However, GAO has found that the data on the Dashboard are not always 
accurate. Specifically, in reviews of selected investments from 10 
agencies, GAO found that the Dashboard ratings were not always 
consistent with agency cost and schedule performance data. In these 
reports GAO made a number of recommendations to OMB and federal 
agencies to improve the accuracy of Dashboard ratings. Agencies agreed 
with these recommendations, while OMB agreed with all but one. 

In addition to the Dashboard, beginning in January 2010, the Federal 
CIO began leading reviews—known as “TechStat” sessions—of selected IT 
investments involving OMB and agency leadership to increase 
accountability and transparency and improve performance. OMB officials 
stated that, as of December 2010, 58 sessions had been held and 
resulted in improvements to or termination of IT investments with 
performance problems. For example, the June 2010 TechStat session for 
a National Archives and Records Administration investment resulted in 
the halting of development funding pending the completion of a 
strategic plan. In addition, OMB identified 26 additional high-
priority IT projects and plans to develop corrective action plans with 
agencies at future TechStat sessions. According to the Federal CIO, OMB’
s efforts to improve management and oversight of IT investments have 
already resulted in $3 billion in savings. 

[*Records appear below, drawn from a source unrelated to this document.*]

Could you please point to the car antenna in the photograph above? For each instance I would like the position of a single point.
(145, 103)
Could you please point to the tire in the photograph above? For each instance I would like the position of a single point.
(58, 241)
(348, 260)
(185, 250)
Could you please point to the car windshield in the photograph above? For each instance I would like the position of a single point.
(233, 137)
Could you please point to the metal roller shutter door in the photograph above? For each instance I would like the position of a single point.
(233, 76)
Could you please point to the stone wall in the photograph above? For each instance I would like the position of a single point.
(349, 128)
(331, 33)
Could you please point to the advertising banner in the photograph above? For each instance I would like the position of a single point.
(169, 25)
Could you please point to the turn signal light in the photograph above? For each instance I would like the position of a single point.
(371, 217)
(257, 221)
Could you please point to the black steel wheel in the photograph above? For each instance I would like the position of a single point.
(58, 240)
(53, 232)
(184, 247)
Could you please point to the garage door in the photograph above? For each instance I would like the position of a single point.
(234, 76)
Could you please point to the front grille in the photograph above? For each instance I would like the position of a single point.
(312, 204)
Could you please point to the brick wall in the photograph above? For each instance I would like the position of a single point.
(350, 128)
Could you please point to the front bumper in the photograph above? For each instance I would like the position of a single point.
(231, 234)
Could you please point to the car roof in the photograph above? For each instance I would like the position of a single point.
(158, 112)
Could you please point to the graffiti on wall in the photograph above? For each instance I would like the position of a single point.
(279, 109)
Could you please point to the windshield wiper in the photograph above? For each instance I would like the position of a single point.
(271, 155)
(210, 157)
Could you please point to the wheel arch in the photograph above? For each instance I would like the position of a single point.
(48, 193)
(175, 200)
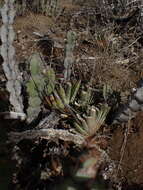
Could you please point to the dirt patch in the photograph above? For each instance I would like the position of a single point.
(132, 162)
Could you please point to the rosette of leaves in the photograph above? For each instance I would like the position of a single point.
(61, 98)
(39, 84)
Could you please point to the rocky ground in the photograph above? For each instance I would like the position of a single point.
(105, 53)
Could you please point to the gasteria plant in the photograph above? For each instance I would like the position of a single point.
(90, 124)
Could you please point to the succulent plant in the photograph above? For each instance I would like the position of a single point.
(60, 99)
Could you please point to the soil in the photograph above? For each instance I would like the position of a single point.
(131, 170)
(122, 77)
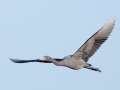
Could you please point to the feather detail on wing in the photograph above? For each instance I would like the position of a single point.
(95, 41)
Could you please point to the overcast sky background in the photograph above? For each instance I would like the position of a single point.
(30, 29)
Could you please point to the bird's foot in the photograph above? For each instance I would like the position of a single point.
(41, 59)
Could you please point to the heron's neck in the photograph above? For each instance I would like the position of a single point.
(58, 63)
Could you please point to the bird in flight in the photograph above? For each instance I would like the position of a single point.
(80, 58)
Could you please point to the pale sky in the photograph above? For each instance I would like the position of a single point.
(31, 29)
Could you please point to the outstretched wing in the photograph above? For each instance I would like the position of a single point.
(27, 61)
(95, 41)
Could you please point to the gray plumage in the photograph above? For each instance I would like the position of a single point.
(79, 59)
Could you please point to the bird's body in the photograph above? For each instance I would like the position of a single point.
(79, 59)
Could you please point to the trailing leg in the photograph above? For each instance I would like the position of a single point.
(92, 68)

Additionally, in December 2010, OMB issued an 18-month plan for 
reforming federal IT management that has five major goals, including 
strengthening program management, streamlining governance and 
improving accountability, and using shared solutions, among others. 
These goals and the plans in place to support them are consistent with 
GAO’s work highlighting IT management and governance weaknesses, as 
well as work to identify duplicative activities in the government. As 
part of this plan, OMB has initiatives under way to strengthen agencies’
investment review boards and to consolidate federal data centers. 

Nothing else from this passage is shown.